John Cashore, who was the province’s NDP environment minister at the time, told the Victoria Times Colonist in 1992, during a previous protest against the clear-cutting:

“Coming out of my ethical and theological perspective, I’m a person who looked upon Martin Luther King as a hero. … Now I find myself in government and being on the other side of some of those actions I find, deep within me, a real challenge to work through some of those feelings.”

Since then, no large-scale industrial logging has taken place in Clayoquot Sound.

While details differ, there are parallels between the Trans Mountain and Clayoquot Sound protests. Some of the key organizers of the Trans Mountain protests were also involved in the Clayoquot demonstrations and draw upon lessons learned there.

Over the past 25 years, we have conducted research on environmental protests. In the context of the Trans Mountain expansion opposition, it’s useful to revisit earlier protests.

In a survey of members of one of the main organizations involved in the Clayoquot Sound protests, one question delved into the effectiveness of different tactics. About 50 per cent indicated that they thought blockading logging roads “greatly helped the cause,” while 42 per cent indicated they thought it “somewhat helped the cause.”

In interviews, we asked activists whether civil disobedience helped the cause. This response was typical: “Yeah. I do. Oh, I think for sure it did in Clayoquot. … If they hadn’t done it, I mean, there wouldn’t be anything left there.”

By contrast, only 1.5 per cent of the activists interviewed thought that illegal protest involving property damage that falls outside the scope of civil disobedience, such as vandalizing forestry equipment or bridges, “greatly helped the cause.”

While there was wide support for non-violent, peaceful disobedience, few people supported direct action that involved property damage. Given the emphasis the Trans Mountain protest organizers have placed on non-violent action, and the fact that demonstrations have included people like Indigenous elders and seniors, religious leaders and elected politicians, we would expect similar sentiments to prevail moving forward.

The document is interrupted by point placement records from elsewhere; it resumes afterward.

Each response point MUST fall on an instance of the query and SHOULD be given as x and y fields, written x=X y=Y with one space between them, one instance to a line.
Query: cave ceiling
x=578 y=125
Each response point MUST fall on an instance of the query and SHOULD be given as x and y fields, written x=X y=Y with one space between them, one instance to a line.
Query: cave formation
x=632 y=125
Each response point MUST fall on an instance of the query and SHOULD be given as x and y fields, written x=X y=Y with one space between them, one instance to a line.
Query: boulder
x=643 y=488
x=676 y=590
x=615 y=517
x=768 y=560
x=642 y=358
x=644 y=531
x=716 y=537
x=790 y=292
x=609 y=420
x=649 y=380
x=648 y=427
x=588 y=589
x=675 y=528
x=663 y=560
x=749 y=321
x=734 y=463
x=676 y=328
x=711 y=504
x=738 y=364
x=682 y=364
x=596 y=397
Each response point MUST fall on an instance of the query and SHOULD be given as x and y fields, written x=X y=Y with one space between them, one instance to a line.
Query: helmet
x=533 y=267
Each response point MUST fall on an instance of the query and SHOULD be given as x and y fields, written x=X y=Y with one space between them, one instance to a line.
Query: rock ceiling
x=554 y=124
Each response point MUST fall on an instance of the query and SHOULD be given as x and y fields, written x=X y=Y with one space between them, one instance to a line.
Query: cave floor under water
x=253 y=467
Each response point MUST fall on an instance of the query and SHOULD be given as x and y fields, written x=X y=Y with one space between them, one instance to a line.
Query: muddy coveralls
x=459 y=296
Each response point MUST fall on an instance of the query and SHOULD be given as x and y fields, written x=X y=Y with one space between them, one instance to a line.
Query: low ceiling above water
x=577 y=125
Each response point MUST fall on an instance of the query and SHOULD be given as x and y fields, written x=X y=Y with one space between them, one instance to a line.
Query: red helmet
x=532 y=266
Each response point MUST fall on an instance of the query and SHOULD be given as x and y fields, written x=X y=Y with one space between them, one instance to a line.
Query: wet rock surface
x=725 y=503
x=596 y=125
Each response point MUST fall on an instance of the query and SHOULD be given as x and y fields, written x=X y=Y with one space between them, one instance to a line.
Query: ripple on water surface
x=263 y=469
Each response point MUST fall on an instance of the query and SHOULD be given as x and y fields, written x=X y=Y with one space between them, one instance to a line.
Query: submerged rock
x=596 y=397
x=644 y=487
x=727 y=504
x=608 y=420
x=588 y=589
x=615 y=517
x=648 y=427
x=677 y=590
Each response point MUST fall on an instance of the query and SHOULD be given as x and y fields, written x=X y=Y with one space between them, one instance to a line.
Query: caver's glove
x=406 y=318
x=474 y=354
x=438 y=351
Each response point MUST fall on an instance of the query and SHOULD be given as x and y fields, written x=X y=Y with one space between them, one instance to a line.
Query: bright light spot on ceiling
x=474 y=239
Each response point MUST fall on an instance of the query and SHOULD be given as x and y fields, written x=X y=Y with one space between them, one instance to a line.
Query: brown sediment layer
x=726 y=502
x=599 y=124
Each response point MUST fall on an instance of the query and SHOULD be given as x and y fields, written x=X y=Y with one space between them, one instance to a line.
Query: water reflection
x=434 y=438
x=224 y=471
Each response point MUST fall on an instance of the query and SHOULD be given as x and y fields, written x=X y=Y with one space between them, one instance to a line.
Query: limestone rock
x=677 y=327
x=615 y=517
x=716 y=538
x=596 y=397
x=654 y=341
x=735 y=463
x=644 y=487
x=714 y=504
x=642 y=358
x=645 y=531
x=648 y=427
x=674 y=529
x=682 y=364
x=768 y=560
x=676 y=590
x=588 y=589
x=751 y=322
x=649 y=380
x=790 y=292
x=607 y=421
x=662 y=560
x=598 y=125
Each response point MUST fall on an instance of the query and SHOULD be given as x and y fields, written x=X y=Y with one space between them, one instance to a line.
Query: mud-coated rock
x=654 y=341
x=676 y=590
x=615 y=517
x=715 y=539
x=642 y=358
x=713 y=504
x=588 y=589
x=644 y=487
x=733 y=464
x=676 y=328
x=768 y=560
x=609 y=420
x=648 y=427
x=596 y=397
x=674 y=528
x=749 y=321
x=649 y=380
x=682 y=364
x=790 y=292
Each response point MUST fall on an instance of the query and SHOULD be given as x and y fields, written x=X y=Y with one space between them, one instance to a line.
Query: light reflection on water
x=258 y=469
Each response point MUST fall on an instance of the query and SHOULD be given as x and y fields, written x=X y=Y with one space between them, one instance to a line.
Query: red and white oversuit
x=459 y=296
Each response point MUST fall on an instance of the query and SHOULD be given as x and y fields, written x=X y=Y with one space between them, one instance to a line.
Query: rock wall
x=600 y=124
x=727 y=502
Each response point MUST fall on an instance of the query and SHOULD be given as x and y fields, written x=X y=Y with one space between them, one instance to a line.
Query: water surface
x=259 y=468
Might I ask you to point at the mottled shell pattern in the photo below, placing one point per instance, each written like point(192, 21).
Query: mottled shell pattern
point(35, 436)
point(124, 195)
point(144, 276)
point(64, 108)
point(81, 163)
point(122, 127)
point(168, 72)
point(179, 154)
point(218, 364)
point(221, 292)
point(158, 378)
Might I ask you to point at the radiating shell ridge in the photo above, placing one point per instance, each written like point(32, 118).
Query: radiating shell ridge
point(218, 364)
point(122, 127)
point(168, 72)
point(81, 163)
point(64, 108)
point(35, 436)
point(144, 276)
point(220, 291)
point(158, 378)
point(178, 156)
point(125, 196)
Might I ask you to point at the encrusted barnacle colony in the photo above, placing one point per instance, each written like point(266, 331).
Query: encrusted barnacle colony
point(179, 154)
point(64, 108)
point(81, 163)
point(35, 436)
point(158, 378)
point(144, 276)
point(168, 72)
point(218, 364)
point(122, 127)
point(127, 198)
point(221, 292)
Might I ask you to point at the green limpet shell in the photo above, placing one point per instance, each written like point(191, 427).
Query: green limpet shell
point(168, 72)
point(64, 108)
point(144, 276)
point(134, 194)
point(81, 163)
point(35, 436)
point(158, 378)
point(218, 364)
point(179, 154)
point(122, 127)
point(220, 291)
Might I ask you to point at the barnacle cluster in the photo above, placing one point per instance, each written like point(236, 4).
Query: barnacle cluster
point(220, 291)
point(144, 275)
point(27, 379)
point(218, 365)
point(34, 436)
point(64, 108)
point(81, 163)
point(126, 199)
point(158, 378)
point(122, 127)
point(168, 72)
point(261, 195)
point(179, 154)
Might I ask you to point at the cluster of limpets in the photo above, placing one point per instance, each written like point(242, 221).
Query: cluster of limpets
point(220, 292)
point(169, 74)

Civil disobedience is thought to be effective because it often leads to media attention, which in turn can affect public opinion. A reporter we interviewed emphasized this dynamic:

“The only tactic that worked would be lying across a logging bridge. … Civil disobedience actually. Much better than a press release. … We’re storytellers in the media. We respond to drama. We want to share drama. We want to share our curiosity and there’s nothing like a gathering of Canadians who will put down their bodies between the tree and the machinery … People went to jail, and to court.”

Civil disobedience seems to resonate more with the public when the protesters do not fit stereotypes.

A dominant stereotype of environmental protesters is that of young men who look like “hippies.” By contrast, successful protests have often employed elderly protesters (70-year-old Laurie Embree, for example, who was arrested in June at the Trans Mountain expansion site), or people who look like everyday suburbanites.

In considering protests from the 1980s and 1990s, one reporter we interviewed stated:

“Why were they effective? I’m thinking of First Nations and button blankets and elders, blockades of people throwing bodies in front of tractors.”

Civil disobedience can be effective at producing media coverage, public support and political pressure. Based on the success of the Clayoquot protests 25 years ago, we can expect the Trans Mountain pipeline expansion protest movement, and its related civil disobedience, to continue.

We would like to thank Johnny Caribou Nunan for his contribution to this research.